Notaio noi vogliamo  le cose giuste e Lei che rappresenta la legge ci deve consigliare.

Questo é quello che frequentemente una coppia di coniugi anziani ci chiede nei nostri studi.

"Pirchì semu da’ morti e da’ vita" (siamo della morte e della vita).

E quale sarebbero le cose “giuste”  che dovremmo consigliare?

Ci sono situazioni lineari, in cui i genitori non si sono mai sbilanciati nel promettere nulla, non hanno mai beneficiato nessun figlio, e vogliono programmare la destinazione del patrimonio familiare per quando non ci saranno più.

In questo caso le “cose giuste”, intendendosi non fare differenze per nessuno, sarebbero non fare assolutamente nulla, aspettando che tutto cada in successione in parti assolutamente uguali. Ma, c’é un ma, indivise.

E questo é il punto.

 Perché  le cose sarebbero fatte “giuste”, ma poiché già i figli, o taluno di loro, ha pretese su qualcosa, dopo che si genera una comproprietà ereditaria, in sede di accordo per dividerla nascerebbero problemi, per pretese avanzate, per discordanza nei valori da assegnare, per conguagli da corrispondere.
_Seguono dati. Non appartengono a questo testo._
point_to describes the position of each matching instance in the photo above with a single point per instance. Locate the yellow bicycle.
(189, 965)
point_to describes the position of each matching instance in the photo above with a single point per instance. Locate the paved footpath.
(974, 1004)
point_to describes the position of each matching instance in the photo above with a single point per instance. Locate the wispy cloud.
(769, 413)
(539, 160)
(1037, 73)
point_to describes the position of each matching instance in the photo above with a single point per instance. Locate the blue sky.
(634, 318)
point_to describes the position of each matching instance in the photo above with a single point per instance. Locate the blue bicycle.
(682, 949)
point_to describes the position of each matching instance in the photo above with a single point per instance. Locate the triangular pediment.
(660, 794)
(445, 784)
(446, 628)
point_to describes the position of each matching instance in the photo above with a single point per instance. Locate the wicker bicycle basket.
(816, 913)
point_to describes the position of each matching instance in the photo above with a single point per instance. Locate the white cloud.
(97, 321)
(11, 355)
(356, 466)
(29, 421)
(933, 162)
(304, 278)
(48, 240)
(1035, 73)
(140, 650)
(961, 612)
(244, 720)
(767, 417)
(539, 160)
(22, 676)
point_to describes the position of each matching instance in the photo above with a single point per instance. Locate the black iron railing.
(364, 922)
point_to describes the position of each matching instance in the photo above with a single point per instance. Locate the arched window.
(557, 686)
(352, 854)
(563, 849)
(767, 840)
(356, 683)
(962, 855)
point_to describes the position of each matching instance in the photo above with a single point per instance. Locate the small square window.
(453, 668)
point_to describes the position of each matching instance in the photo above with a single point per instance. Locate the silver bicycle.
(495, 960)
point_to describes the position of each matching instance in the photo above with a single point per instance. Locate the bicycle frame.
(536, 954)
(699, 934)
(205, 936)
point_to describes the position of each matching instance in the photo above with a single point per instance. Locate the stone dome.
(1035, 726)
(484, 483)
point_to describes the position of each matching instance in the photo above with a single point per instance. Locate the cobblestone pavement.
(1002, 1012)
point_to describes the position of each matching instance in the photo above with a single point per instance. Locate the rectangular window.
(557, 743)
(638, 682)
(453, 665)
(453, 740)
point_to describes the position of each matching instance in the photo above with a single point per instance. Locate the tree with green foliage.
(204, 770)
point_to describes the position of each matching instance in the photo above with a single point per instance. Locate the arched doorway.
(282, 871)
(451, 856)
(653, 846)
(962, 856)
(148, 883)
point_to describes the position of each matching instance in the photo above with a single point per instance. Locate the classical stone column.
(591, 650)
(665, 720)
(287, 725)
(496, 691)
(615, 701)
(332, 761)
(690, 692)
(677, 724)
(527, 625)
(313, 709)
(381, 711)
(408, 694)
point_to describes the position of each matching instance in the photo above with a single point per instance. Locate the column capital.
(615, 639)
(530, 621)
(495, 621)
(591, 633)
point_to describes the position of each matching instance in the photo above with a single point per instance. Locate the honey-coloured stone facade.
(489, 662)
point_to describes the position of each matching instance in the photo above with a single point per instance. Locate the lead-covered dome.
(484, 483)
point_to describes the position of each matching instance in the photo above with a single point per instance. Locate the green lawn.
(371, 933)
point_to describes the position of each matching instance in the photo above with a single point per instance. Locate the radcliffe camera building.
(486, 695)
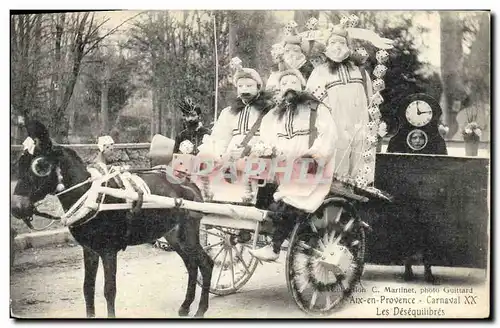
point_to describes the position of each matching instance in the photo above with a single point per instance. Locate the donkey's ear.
(38, 132)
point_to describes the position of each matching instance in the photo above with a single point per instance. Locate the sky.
(429, 49)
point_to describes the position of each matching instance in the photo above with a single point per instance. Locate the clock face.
(417, 139)
(419, 113)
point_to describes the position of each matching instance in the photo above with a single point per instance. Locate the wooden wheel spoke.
(309, 248)
(222, 248)
(328, 302)
(315, 230)
(221, 267)
(232, 266)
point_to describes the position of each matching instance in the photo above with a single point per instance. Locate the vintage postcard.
(250, 164)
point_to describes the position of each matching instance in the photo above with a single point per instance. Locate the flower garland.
(472, 131)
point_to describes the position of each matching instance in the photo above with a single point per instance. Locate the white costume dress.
(290, 136)
(344, 92)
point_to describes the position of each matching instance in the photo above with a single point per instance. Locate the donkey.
(111, 231)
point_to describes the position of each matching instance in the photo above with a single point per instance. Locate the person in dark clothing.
(188, 140)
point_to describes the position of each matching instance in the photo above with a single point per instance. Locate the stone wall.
(134, 155)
E le cose, che in partenza erano “giuste”, si complicano terribilmente finendo con ogni probabilità in giudizio.

Ma essi, i genitori, non hanno certamente questa come intenzione.

Essi vogliono vedere i figli in pace, felici e contenti, e per questo vogliono da subito beneficiarli, ma con l’accordo di essi stessi, perché non vogliono lasciare malumori, strascichi e cattivi pensieri dei figli.

Poi ci sono, e sono la maggior parte, le situazioni che partono già complicate.

Figli che hanno ricevuto in vita erogazioni in denaro, figli a cui sono stati pagati debiti in situazioni di difficoltà, figli a cui é stato intestato un immobile, magari in un miope obbiettivo immediato di risparmio di imposta come 1 casa che l’intestazione ai genitori non consentirebbe, figurando come se lo avessero acquistato i figli stessi, figli a cui é stata concessa da anni, spesso da decenni, la detenzione di un immobile con l’assicurazione che sarebbe divenuto un giorno di loro proprietà, figli che hanno collaborato all’azienda quasi gratis.

Il tutto rigorosamente senza nessuna pattuizione scritta, perché tanto, fra di noi, in famiglia non ci sono problemi, ma figuriamoci.

Non ci sono problemi per un mese, per qualche anno, per decenni fino a quando l’ipocrisia di negare i conflitti e i contrasti che possono essere generati da rapporti non chiariti e lasciati nell’ambiguità, l’intromissione di soggetti estranei alla “famigghia” (generi, nuore, conviventi), determina una vera e propria esplosione di tutti gli equilibri, resi fragili e precari dalla mancata determinazione delle posizioni al momento in cui gli accordi sono stati raggiunti.

E noi, che siamo stati istruiti a fare contratti, ecco che ci troviamo a dover fare tutt’altro: assistere a tutto quello che viene fuori dietro il conflitto apparentemente solo economico, assistere a recriminazioni, gelosie familiari, sofferenze covate per anni e mai dette, tutta una serie di cose per le quali certamente non siamo attrezzati ad intervenire, ma che con gli anni e l’esperienza abbiamo imparato a gestire per il minimo indispensabile necessario a definire l’incarico professionale di nostra competenza.

Ma non sempre é possibile venirne a capo: come in tutte le cose, più si trascinano a lungo problemi non risolti, più il groviglio di problematiche si rende denso.

Per questo una corretta educazione familiare dovrebbe avere ad oggetto anche la gestione delle risorse messe a disposizione dei componenti la famiglia, chiarendo sin dall’origine il perché e la causa di determinate erogazioni o attribuzioni, con accordi per iscritto idonei ad evitare squilibri, malintesi, attriti e, in ultima analisi, interminabili cause civili.

Proprio perché non si può mai sapere, e proprio perché “semu da’ morti e da’vita”.